Pasolini 100 Amici dell'Arte
Foto: Privat
Den Künstler:innen des Clubs war freigestellt, wie sie sich der Person nähern wollten, spannend ist daher beim Ausstellungsbesuch in der nicht thematisch gegliederten Ausstellung auf Mehrfachbesetzungen bestimmter Blöcke zu achten: Die Beziehung zur Mutter, die Einsamkeit, der Reisende Pasolini, Medea… Herausgekommen ist bei diesem „Pasolini 100“-Projekt eine Schau, die nicht nur durch den persönlichen Moment der Begegnung mit Pasolini „in einem Film, in einem Roman, in einem Gedicht“, sondern teils auch durch den Amateur-Charakter bestimmt ist.
Nun hat das Wort Amateur im allgemeinen Gebrauch eine wertende, mit negativen Konnotationen behaftete Eigenart, aber auch eine aufschlussreiche Etymologie, die aufs lateinische „amator“, also den Liebenden zurückgeht. Liebe ist hier zu finden, auf dem einen oder anderen Bild in Form von Glitter, Plastikperlen oder goldener Farbe. Es finden sich überladene, aus Fragmenten und Widersprüchlichkeiten zusammengefügte Bilder, wie die „Stati d’animo“ der Medea, dicht an dicht bei solchen Werken, die sich auf einen Moment, eine Emotion konzentrieren, die auch am Ausstellungskärtchen minimalistisch sind. „La solitudine… bisogna essere molto forti per amare la solitudine“ steht etwa neben einem Öl-Gemälde in kühlen, klaren Farben, das eine abgewandte Zugreisende beim Blick aus dem Fenster zeigt.

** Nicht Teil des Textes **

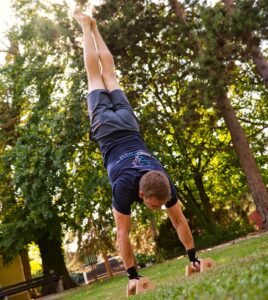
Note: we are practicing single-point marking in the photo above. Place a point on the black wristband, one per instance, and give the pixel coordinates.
(132, 273)
(191, 254)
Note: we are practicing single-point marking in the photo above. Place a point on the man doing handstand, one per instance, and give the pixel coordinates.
(134, 174)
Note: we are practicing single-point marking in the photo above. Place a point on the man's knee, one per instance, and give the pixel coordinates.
(107, 56)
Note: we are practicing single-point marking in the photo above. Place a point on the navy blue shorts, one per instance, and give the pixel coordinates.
(109, 112)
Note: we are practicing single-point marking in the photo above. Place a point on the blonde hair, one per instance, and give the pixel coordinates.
(155, 184)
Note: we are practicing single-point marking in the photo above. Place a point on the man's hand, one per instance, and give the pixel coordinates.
(132, 285)
(195, 266)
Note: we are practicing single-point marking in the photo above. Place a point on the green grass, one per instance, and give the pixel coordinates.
(241, 272)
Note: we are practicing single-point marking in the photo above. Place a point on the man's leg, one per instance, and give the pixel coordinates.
(107, 61)
(91, 58)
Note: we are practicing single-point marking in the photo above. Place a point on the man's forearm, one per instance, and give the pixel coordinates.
(125, 250)
(181, 225)
(184, 233)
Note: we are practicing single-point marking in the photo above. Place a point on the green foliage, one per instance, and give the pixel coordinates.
(240, 272)
(52, 176)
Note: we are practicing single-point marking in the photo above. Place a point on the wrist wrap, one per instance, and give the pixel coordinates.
(132, 273)
(192, 256)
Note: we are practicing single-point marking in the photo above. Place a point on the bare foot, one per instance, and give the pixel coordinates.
(83, 19)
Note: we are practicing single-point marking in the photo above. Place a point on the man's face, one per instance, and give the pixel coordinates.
(152, 202)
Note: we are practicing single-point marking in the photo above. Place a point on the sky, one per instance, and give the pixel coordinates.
(7, 19)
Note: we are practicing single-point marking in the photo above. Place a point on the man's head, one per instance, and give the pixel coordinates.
(154, 189)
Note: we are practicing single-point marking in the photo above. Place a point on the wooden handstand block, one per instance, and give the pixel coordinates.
(205, 264)
(142, 285)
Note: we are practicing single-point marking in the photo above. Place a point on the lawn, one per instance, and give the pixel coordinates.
(241, 272)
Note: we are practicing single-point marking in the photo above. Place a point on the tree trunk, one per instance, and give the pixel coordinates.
(255, 182)
(53, 261)
(107, 264)
(26, 265)
(258, 58)
(204, 198)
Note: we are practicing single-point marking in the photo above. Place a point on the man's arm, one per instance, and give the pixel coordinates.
(181, 225)
(123, 223)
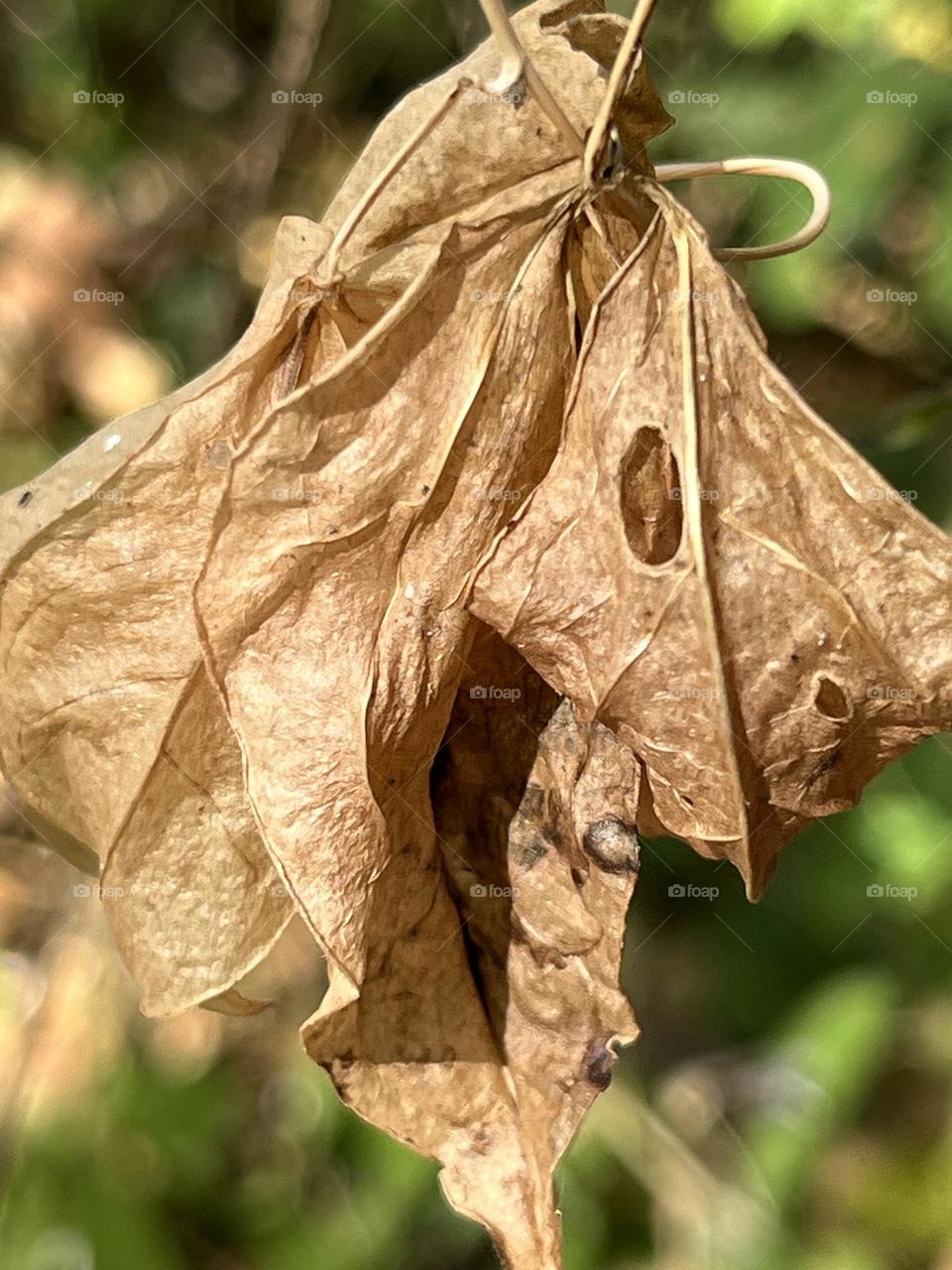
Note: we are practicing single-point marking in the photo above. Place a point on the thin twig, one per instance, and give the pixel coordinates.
(787, 169)
(625, 62)
(299, 27)
(517, 64)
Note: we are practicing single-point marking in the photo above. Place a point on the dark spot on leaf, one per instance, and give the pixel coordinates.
(531, 855)
(598, 1064)
(651, 495)
(613, 844)
(830, 699)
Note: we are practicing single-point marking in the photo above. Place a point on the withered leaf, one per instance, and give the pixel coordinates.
(751, 606)
(296, 638)
(486, 1051)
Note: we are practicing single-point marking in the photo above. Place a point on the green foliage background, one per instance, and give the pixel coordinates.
(789, 1103)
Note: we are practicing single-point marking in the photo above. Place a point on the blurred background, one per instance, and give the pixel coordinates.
(789, 1103)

Sanaa die Hauptstadt des Jemen, deren Altstadt seit ’86 unter Unesco Schutz steht, zog zwei besonders von einander abweichende Blicke auf sich: Nimmt „Le mure die Sana’a“ expliziten Bezug auf den gleichnamigen Dokumentarfilm-Appell den er Ende der 70er Jahre gestaltete, so ist „Impression di Sana’a“ im Untergeschoss eine Auflösung, streng geometrische und frei schwebende Häuserblöcke wie aus einer Großsstadt in einem Wolkenfeld zerfallend und sieht „una Sana’a ormai senza mura“, zeigt den sozialen Wandel der Stadt auf.
 
 
Spannend auch „Petrolio“, eine abstrakte Interpretation zum letzten, unvollendeten Projekt des Schriftstellers, einem Buch über Enrico Mattei, Gründer und President der ENI und dessen Todes-Umständen. Hier wird nicht das Pop-Art Konterfei des Künstlers gezeigt, sondern Zeitungsausschnitte und eine Blutspur. Das allerliebste Thema der Ausstellung ist jedoch jenes der Mutter, dreimal über das Gedicht „Supplica a mia madre“ angenähert. Die Bilder auf die man dabei Zugriff hat greifen eine allgemeine Bildsprache auf, dem Text entnommene Zeilen, die wiederum an Pasolini vorbei blicken, auf eine nicht zu greifende Mutterfigur blicken.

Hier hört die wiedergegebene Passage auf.